The risks associated with lower or lack of efficacy of a biological product could arise from structural differences that influence pharmacokinetic (PK) and pharmacodynamics (PD) properties. These product attributes should be optimized during upstream process development stage.

Glycosylation is an example of properties that can affect biological activity. For example, the number of terminal galactose residues on glycans and the presence of fucose are known to affect antibody-dependent cell-mediated cytotoxicity (ADCC) of monoclonal antibody therapeutics. A number of analytical tools are available for glycosylation analysis, including glycan analysis by 2AB method, site-specific glycan analysis derived from peptide map-MS analysis, and intact protein mass analysis that assess glycosylation on each subunit of multimeric or multi-subunit proteins. Moreover, glycan linkage analysis with tandem mass spectrometric methods can provide a fingerprint level similarity of the detailed glycan structures for the biosimilar with the originator product. In vitro biological assays including Fc receptor and FcRn binding, ADCC or complement-dependent cytotoxicity (CDC) can then be used to confirm the analytical findings.

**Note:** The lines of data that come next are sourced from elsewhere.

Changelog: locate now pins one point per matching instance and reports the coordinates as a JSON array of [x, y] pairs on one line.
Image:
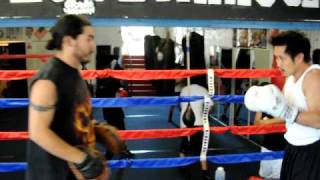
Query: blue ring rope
[[130, 101]]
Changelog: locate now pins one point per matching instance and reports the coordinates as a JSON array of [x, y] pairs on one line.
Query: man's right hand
[[269, 99], [92, 167]]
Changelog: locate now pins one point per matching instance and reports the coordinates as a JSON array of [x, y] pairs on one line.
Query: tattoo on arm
[[41, 107]]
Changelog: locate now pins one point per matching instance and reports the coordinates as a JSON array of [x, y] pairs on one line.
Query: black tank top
[[71, 121]]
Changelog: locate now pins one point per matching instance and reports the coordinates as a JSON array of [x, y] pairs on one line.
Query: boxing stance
[[299, 106]]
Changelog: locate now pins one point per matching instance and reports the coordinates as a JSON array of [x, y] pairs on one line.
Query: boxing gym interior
[[148, 44]]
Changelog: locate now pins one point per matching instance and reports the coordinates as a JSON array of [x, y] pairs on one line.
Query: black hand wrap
[[91, 167]]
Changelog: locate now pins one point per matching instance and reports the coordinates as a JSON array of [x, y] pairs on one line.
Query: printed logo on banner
[[79, 7]]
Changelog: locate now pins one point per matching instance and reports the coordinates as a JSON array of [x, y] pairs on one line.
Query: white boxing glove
[[270, 100]]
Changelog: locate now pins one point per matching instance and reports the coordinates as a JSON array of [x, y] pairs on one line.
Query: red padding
[[151, 74], [171, 133]]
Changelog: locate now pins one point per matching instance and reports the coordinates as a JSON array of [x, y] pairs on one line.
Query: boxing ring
[[8, 75]]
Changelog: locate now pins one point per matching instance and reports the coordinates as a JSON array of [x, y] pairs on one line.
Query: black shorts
[[301, 162]]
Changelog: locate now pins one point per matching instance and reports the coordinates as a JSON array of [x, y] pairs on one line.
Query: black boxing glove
[[90, 168]]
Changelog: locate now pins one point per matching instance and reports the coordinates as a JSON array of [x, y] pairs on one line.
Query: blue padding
[[13, 167], [244, 158], [154, 162], [170, 162], [130, 101]]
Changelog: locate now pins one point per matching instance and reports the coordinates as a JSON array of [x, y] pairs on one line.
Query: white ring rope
[[205, 116]]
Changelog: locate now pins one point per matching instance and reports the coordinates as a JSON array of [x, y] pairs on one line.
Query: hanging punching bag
[[189, 117]]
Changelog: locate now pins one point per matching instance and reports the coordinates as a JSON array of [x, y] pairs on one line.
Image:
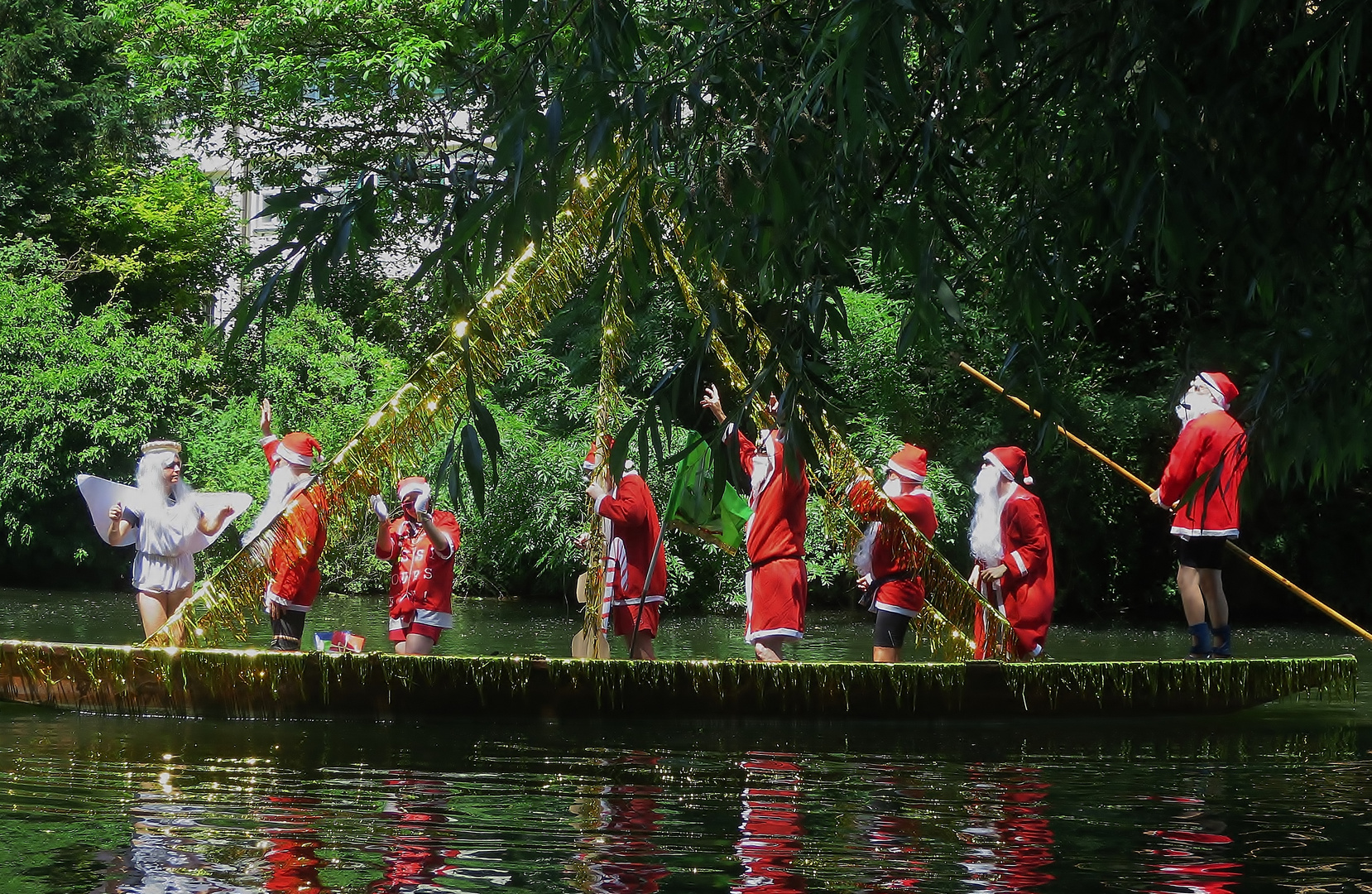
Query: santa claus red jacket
[[777, 526], [420, 571], [630, 507], [906, 594], [1215, 444], [1028, 585], [300, 543]]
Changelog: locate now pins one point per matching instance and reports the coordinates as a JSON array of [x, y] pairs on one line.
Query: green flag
[[692, 508]]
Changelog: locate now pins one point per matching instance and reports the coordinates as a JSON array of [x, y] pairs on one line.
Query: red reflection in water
[[1188, 864], [291, 862], [770, 835], [619, 853], [1011, 842], [412, 858]]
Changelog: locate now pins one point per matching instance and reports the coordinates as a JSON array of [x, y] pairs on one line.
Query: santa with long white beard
[[300, 543], [1211, 449], [168, 522], [1013, 551], [777, 579]]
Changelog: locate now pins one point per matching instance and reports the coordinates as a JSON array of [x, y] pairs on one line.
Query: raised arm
[[212, 526], [120, 526]]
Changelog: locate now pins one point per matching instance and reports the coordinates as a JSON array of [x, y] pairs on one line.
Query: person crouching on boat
[[777, 579], [295, 550], [1013, 551], [634, 533], [172, 527], [1211, 449], [421, 547], [886, 575]]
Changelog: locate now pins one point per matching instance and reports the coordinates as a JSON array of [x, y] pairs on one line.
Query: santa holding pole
[[636, 569], [294, 560], [1202, 483], [421, 548], [777, 579], [890, 587], [1013, 551]]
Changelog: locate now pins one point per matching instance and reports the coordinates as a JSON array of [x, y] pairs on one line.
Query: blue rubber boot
[[1221, 643], [1201, 640]]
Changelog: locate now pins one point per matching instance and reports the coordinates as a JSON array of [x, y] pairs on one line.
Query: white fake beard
[[862, 556], [281, 488], [984, 535], [154, 493], [1194, 406]]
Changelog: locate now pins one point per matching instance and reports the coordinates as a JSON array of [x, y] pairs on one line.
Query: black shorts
[[890, 631], [1201, 552]]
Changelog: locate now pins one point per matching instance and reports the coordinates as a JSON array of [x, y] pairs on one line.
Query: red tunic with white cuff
[[1028, 585], [775, 537], [636, 531], [295, 554], [1215, 448], [899, 588], [421, 575]]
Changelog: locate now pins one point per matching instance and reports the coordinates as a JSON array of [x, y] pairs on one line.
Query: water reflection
[[413, 852], [292, 841], [1188, 854], [892, 839], [169, 853], [483, 808], [619, 852], [770, 835], [1007, 837]]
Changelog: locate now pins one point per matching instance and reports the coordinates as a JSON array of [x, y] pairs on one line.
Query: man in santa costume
[[420, 547], [775, 536], [300, 543], [634, 533], [1011, 551], [1211, 449], [890, 587]]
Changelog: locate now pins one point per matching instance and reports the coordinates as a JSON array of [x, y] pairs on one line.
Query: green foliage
[[321, 378], [161, 241], [1115, 168], [77, 394]]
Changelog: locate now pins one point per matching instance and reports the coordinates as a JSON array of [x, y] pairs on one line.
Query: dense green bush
[[77, 394]]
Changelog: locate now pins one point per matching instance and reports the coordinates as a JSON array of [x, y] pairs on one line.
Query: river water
[[1275, 798]]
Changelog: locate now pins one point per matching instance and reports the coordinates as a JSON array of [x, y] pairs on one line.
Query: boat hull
[[258, 685]]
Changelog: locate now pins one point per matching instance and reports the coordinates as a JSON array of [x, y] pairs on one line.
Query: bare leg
[[769, 648], [417, 644], [1188, 581], [642, 650], [1211, 587], [154, 608]]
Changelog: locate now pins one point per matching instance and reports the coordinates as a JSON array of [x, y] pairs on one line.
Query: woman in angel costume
[[166, 522]]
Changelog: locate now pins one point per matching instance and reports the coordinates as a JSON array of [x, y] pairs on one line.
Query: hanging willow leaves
[[473, 467]]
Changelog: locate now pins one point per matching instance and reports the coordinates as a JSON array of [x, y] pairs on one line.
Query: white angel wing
[[100, 496]]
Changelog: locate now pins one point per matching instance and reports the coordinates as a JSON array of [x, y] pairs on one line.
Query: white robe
[[166, 537]]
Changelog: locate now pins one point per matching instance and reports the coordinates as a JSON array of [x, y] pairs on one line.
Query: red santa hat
[[1011, 462], [412, 485], [1224, 389], [910, 462], [298, 448], [592, 454]]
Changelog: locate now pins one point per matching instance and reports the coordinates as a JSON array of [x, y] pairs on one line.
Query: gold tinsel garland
[[404, 430]]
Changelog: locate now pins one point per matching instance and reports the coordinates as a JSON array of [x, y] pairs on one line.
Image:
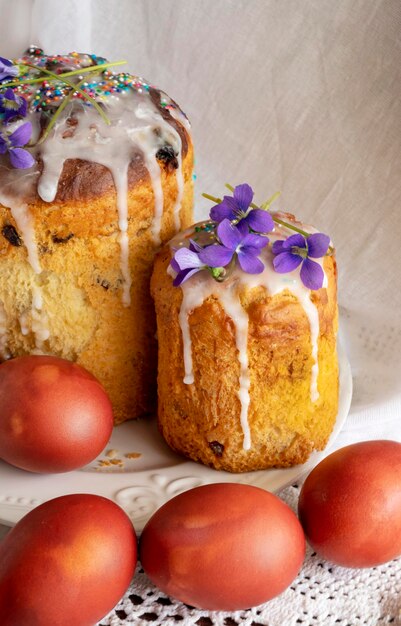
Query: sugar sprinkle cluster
[[44, 84]]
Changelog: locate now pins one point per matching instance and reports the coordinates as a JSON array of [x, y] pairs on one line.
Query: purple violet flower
[[8, 69], [297, 249], [238, 208], [186, 263], [12, 143], [235, 240], [12, 105]]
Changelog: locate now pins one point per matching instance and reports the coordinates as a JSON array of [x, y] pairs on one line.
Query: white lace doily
[[322, 595]]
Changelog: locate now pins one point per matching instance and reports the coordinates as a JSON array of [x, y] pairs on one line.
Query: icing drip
[[195, 293], [202, 285], [4, 353], [180, 191], [233, 308], [136, 125], [154, 172], [25, 225], [121, 184]]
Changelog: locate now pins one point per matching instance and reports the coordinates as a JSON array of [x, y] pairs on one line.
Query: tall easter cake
[[246, 307], [95, 174]]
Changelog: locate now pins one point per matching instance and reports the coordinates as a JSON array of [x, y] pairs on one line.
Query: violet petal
[[296, 240], [260, 221], [187, 259], [184, 275], [243, 195], [21, 159], [216, 255], [224, 210], [22, 135], [229, 235], [286, 262], [250, 263], [174, 265], [256, 241], [318, 244], [278, 246], [9, 94], [312, 274], [195, 247]]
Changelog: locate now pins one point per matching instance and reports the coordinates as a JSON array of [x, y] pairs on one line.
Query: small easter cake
[[95, 174], [246, 307]]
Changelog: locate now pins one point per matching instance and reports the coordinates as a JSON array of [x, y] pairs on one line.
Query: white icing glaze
[[180, 190], [25, 225], [136, 125], [4, 353], [201, 286]]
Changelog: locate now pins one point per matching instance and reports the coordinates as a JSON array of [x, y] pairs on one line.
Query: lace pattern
[[322, 595]]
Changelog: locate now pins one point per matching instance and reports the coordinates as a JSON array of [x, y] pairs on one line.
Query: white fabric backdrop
[[290, 95]]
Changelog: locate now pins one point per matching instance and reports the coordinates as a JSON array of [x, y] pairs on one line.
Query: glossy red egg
[[66, 563], [350, 504], [223, 547], [54, 415]]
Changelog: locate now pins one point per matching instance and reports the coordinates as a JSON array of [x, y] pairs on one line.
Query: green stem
[[276, 219], [82, 70], [265, 207], [60, 109], [75, 87]]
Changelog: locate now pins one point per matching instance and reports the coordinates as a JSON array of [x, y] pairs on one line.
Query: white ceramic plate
[[141, 484]]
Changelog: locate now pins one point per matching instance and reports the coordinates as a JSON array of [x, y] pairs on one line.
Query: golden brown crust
[[81, 281], [202, 421]]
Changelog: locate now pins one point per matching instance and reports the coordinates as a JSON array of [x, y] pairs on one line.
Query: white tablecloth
[[302, 97]]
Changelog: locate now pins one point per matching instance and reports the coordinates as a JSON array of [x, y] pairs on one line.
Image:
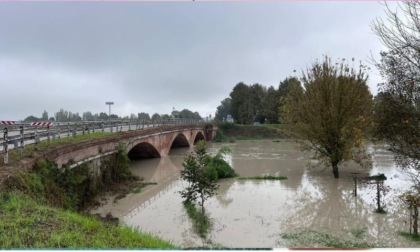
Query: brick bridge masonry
[[144, 143]]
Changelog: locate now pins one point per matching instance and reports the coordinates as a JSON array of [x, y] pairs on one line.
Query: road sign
[[8, 122], [41, 124]]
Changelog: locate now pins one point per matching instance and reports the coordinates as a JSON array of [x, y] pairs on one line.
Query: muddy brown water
[[255, 214]]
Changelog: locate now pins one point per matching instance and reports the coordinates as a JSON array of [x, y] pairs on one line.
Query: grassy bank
[[43, 207], [231, 132], [27, 224]]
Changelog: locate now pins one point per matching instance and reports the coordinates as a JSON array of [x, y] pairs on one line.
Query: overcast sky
[[151, 57]]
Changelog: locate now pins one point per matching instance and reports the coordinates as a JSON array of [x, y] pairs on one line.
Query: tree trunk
[[378, 196], [415, 218], [335, 170], [202, 213]]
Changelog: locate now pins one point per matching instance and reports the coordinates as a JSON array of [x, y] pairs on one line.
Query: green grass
[[196, 218], [265, 177], [27, 224], [312, 239]]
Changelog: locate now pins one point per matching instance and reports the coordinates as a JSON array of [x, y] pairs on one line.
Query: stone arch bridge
[[143, 143]]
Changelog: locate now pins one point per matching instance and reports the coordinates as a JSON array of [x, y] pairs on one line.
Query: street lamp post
[[109, 104]]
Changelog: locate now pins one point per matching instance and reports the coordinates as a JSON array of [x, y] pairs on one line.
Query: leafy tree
[[239, 103], [257, 95], [284, 90], [332, 115], [144, 116], [223, 109], [200, 184], [271, 105]]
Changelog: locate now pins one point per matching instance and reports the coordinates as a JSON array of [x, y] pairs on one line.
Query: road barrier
[[17, 134]]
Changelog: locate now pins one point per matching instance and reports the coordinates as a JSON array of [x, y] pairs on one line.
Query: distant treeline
[[68, 116], [255, 103]]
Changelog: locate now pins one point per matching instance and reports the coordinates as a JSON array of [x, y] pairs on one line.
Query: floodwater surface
[[263, 214]]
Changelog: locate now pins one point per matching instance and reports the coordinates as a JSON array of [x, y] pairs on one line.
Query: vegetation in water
[[202, 171], [202, 228], [318, 239], [265, 177], [25, 223], [332, 114]]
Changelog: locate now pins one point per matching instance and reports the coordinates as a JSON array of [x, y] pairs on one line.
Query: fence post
[[5, 146], [48, 132], [22, 140]]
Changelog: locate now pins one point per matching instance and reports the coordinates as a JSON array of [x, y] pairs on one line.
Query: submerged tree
[[332, 114], [397, 113], [201, 186]]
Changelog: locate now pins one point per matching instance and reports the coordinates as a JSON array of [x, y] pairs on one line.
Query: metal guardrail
[[19, 134]]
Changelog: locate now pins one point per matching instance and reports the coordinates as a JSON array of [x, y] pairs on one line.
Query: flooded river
[[260, 214]]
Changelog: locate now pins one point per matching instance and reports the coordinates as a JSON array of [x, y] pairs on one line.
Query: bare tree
[[397, 111]]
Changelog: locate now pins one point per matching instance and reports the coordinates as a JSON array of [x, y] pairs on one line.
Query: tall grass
[[27, 224]]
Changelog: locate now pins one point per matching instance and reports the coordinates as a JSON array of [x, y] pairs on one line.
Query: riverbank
[[29, 224], [45, 207], [229, 132]]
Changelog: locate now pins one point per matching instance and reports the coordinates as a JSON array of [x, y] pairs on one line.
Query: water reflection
[[248, 213]]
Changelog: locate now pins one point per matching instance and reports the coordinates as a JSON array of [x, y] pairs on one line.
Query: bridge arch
[[143, 150], [180, 140], [198, 136]]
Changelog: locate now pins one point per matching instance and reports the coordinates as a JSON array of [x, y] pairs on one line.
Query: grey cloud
[[154, 56]]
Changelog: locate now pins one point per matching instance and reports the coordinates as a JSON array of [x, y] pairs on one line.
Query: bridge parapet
[[160, 139], [18, 134]]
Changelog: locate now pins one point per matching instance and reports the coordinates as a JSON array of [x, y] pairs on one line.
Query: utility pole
[[109, 104]]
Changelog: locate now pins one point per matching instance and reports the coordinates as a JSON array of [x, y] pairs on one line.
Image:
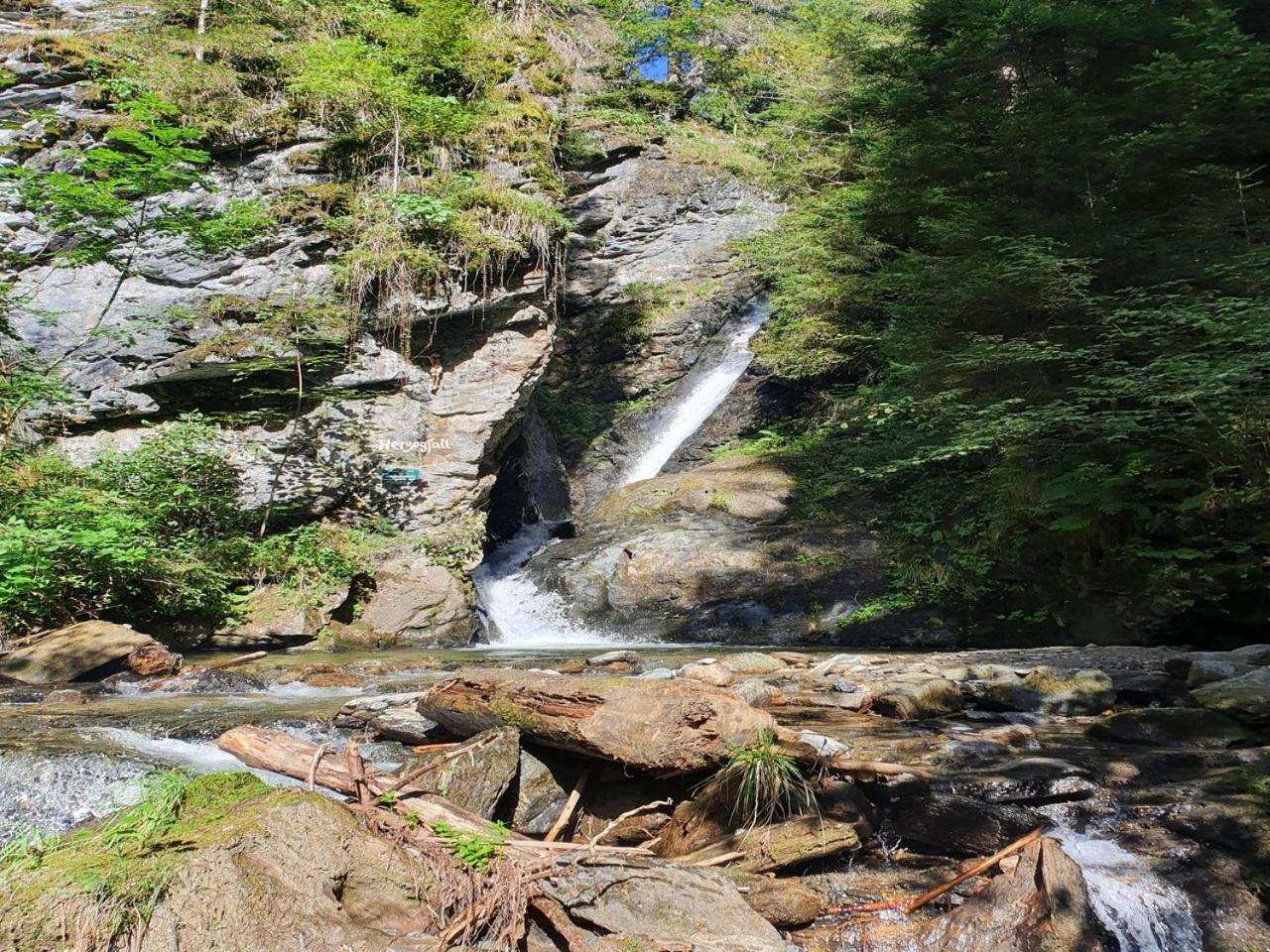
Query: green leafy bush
[[153, 532]]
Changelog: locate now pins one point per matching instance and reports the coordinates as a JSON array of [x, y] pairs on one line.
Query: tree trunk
[[667, 726], [291, 757]]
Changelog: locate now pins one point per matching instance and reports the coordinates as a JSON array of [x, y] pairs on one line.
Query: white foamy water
[[699, 395], [1142, 910], [518, 611], [522, 615]]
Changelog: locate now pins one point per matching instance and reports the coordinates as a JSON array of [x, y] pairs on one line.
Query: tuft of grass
[[108, 879], [760, 784], [475, 849]]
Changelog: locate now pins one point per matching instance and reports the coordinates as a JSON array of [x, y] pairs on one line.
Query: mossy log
[[291, 757], [666, 726]]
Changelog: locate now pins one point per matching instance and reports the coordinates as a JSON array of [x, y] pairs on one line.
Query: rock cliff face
[[313, 420]]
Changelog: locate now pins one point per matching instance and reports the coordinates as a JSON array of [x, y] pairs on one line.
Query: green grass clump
[[475, 849], [108, 879], [758, 784]]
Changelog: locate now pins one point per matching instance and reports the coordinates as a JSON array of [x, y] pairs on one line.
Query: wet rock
[[390, 716], [276, 617], [753, 662], [1144, 688], [217, 683], [1043, 905], [153, 660], [475, 780], [786, 904], [1246, 698], [1170, 728], [333, 679], [539, 796], [417, 602], [784, 844], [66, 696], [758, 693], [858, 702], [1046, 690], [917, 696], [716, 674], [72, 653], [289, 873], [1034, 779], [1206, 670], [951, 824], [653, 904], [698, 556]]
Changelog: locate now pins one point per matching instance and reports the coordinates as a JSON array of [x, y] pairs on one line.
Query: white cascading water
[[1143, 911], [522, 615]]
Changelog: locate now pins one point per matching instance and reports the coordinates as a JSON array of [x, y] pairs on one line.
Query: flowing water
[[518, 612], [1143, 911]]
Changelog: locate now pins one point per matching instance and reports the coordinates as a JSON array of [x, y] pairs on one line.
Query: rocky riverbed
[[1143, 767]]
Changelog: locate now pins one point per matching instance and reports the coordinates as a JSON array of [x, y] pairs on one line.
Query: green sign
[[399, 476]]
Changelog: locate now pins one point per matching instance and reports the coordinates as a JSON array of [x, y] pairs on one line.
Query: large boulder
[[418, 602], [657, 904], [285, 871], [1170, 728], [916, 696], [475, 774], [73, 652], [699, 556], [951, 824], [1246, 698]]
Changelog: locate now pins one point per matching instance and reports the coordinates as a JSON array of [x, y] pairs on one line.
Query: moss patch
[[102, 883]]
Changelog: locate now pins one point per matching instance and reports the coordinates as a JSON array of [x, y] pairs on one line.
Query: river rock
[[916, 696], [73, 652], [1206, 670], [390, 716], [153, 660], [783, 844], [659, 905], [1047, 690], [1042, 905], [277, 617], [1170, 728], [1246, 698], [291, 873], [760, 693], [539, 796], [753, 662], [951, 824], [1033, 779], [786, 902], [479, 775], [417, 602], [716, 674]]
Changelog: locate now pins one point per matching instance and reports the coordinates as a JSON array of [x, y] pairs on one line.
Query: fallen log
[[667, 726], [281, 753], [783, 844]]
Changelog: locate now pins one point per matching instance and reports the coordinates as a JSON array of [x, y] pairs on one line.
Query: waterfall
[[1143, 911], [701, 393], [521, 615]]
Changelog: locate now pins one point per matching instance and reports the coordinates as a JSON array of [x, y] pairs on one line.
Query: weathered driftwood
[[672, 726], [291, 757], [783, 844]]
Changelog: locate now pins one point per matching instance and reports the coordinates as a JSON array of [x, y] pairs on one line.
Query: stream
[[521, 615], [68, 762]]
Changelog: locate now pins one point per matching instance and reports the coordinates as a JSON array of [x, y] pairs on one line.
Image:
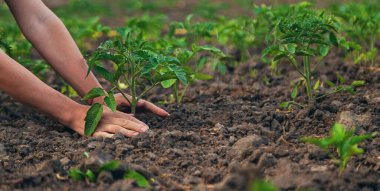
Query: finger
[[152, 108], [124, 121], [102, 134], [118, 129], [130, 117]]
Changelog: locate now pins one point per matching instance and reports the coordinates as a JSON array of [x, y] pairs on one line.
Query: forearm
[[52, 40], [23, 86]]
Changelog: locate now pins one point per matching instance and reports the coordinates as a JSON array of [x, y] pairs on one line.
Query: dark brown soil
[[228, 132]]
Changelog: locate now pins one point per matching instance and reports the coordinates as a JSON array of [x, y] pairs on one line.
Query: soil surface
[[227, 133]]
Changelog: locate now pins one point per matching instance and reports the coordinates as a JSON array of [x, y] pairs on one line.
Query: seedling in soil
[[5, 46], [307, 36], [185, 56], [77, 174], [334, 88], [260, 185], [140, 180], [343, 141], [362, 26], [135, 64]]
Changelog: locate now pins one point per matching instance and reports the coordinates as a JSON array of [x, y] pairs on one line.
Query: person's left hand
[[142, 104]]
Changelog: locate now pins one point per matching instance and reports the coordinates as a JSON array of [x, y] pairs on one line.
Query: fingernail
[[144, 128]]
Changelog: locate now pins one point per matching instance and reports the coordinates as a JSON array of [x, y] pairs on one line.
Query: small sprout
[[304, 35], [137, 65], [343, 141], [141, 181], [260, 185], [78, 175]]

Once data is acquired from the side-by-side testing of multiple lots of the biosimilar and the originator products, it can be analyzed not only for the similarity of the predominant species, but also for the minor species and the detailed profiles. Statistical algorithms can be used to provide greater confidence in the similarity of the results for each assay. Composite data of all the analytics with risk-based weighing factors for each assay can be generated and used for statistical analysis of equivalence to highlight the degree of similarity and related confidence. In support of the in vitro work, confirmatory clinical PK bioequivalence studies with safety/tolerability assessment could be conducted to identify whether additional studies would be required. Since long-term clinical data is the best indicator of immunogenic potential, the best means of identifying potential problems is through careful post-marketing surveillance.

The higher precision analytical technologies than the in vivo studies with high variability, together with the diverse biological assays for detailed comparability assessment could provide a high level of assurance that the biosimilar product would have similar in vivo behavior as the originator product. By increasing the analytical rigor upfront to examine detailed structural and functional similarity, biosimilar products should display high similarities to the originator.

This approach will no doubt eliminate companies without thorough knowledge and experience in biologics development, and give incentive to those skilled in the fingerprinting approach, so that we all can benefit from the high quality medicines at a lower cost.